We do not normally display the filling process with 0 (zero), but we can activate trace flags 3605 and 3004 to observe. Thus, we can see the relevant entries in SQL Server logs. Also, ASYNC_IO_COMPLETION wait type can be observed during the filling process with 0 (zero). If we are actively monitoring the wait types, it will be useful to examine the values of this wait type.
Transaction log file consists of logically divided virtual log files (VLF) divided into a certain series. The reason for this is the need to simplify SQL Server log management.
Let’s say we have created a new database or a new log file. Filling with 0 (zero) above etc. After the operations are completed, the log file is divided into VLFs within itself. If database creation is taking place, the first VLF will be marked as active, because the database needs at least one active VLF for logging. Except for this, VLFs in the newly added log file is marked as passive and out of use.
Note: VLFs can be active or passive. At the beginning of the transaction log file, metadata, file size and growth rates etc. belonging to this log file. There is an 8 KB file header page with information.
So how many VLFs are allocated when a new log file is added:
- 4 new VLFs for sizes 64MB and below.
- 8 new VLFs for sizes ranging from 64MB-1GB.
- 16 new VLFs are created for sizes of 1GB and above. Another important thing to know is that the VLF sizes and numbers are completely SQL Server, but are changed by us.
VLFs have a unique and sequential number. The number continues to increase with each new VLF active. When a VLF content is full, if a new VLF will be marked as active, it starts from the VLF with the smallest sequence number and continues in sequence. For a new database, the VLF sequence number will not start from 1, because 1 is owned by the model system database. It always continues increasing as 1+.
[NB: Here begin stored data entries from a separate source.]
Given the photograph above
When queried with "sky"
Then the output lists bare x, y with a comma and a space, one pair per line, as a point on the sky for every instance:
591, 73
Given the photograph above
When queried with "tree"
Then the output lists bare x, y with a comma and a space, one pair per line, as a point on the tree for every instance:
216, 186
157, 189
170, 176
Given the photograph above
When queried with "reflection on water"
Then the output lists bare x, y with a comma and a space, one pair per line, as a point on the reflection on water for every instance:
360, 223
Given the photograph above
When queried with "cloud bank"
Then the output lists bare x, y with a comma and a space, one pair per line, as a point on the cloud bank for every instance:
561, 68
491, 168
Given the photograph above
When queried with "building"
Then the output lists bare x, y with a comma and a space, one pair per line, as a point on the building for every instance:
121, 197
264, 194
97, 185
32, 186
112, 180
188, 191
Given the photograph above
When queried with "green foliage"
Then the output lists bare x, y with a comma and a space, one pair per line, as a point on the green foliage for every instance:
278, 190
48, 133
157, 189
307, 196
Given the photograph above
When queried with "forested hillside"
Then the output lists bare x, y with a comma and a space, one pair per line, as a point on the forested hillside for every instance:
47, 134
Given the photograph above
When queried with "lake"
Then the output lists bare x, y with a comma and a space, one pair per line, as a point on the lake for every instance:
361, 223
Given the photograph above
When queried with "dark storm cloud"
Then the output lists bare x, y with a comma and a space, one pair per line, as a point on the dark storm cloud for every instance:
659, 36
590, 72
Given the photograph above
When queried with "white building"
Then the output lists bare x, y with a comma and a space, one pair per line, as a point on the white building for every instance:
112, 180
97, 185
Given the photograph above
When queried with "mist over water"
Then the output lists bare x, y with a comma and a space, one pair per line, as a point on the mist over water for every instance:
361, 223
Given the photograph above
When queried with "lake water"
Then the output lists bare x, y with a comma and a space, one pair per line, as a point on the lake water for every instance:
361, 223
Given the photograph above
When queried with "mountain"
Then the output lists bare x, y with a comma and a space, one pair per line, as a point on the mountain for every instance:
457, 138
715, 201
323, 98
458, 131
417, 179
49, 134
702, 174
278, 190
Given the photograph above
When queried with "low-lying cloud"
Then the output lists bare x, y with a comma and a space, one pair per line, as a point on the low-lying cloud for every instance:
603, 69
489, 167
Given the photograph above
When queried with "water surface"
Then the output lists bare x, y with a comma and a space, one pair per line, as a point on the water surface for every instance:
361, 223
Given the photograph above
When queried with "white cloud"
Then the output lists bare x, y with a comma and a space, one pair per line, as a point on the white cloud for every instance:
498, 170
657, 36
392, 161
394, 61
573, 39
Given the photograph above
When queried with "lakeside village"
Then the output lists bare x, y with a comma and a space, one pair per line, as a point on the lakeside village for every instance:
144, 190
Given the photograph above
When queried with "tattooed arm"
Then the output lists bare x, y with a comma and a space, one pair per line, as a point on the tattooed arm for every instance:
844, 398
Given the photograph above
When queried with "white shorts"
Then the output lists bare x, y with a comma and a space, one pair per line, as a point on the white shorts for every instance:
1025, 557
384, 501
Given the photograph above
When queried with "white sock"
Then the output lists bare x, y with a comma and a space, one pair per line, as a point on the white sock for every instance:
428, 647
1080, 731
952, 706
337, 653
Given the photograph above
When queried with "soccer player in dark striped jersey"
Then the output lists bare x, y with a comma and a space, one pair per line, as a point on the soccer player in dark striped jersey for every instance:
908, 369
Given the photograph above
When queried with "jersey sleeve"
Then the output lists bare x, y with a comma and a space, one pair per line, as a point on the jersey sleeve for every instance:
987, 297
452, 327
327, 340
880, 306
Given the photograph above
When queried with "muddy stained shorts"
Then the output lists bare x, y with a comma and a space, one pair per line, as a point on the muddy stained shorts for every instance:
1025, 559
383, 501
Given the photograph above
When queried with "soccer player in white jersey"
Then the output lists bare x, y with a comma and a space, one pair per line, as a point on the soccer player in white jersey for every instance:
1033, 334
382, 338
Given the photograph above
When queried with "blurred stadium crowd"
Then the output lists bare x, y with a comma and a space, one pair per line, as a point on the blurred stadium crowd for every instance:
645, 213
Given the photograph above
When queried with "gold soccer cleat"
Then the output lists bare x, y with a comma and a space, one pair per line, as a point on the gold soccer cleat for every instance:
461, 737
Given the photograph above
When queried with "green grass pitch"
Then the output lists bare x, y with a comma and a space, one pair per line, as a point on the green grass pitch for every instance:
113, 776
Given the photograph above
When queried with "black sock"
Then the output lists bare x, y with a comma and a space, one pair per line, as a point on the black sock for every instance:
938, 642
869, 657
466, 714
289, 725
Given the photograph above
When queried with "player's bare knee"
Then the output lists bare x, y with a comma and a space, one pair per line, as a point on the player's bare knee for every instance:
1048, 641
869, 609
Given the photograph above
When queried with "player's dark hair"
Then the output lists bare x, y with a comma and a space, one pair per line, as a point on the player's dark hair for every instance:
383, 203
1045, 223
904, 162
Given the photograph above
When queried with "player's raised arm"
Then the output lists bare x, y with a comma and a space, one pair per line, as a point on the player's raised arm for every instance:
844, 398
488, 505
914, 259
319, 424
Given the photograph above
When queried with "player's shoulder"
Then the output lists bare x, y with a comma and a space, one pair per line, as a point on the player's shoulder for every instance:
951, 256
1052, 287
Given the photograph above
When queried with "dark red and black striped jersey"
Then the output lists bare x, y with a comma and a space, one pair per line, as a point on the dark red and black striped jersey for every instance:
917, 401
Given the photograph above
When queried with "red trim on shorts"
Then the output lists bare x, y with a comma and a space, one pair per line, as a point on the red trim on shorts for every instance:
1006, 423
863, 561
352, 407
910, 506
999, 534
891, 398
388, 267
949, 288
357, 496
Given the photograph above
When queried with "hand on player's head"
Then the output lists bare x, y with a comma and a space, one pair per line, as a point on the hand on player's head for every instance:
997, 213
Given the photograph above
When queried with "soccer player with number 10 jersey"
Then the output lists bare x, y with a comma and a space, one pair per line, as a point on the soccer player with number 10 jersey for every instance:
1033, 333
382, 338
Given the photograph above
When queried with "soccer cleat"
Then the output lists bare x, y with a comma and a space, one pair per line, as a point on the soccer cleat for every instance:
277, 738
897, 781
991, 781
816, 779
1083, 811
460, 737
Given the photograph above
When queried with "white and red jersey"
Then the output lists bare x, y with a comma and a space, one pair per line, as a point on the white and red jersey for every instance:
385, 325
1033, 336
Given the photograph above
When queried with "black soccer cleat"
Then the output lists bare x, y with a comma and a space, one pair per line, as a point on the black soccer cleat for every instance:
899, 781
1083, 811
There is a VLF header in the VLF. The header contains the following information:
- Whether VLF is active.
- Log sequence number (log sequence number).
- Parity information is valid for 512byte blocks.
VLFs form the internal structure of transaction log files, while log blocks form the internal structure of VLFs. VLFs have log blocks with variable sizes. While the minimum size of the log blocks is 512bytes, the maximum size is 60KB. When log blocks need an increase, they can grow up to a maximum of 60KB with an increase of 512bytes each time.
Log blocks consist of log records. Log records are stored in the order in which they are written in log blocks and have a structure similar to data file pages. Each log record has a sequential and unique sequence number, just like log VLFs, called Log Sequence Number (LSN).
The sequence number of the log record, LSN, consists of the combination of the log block to which it belongs, its sequence number and the sequence number of the VLF to which it belongs. To formulate:
LSN = [VLF sequence number (4byte)]: [Log block number (4byte)]: [Log record number (2byte)]
LSN is of great importance in many issues. Backup, restore recovery, data file etc.
For example; In the header section on each data file page, the LSN information that is flushed to itself is located.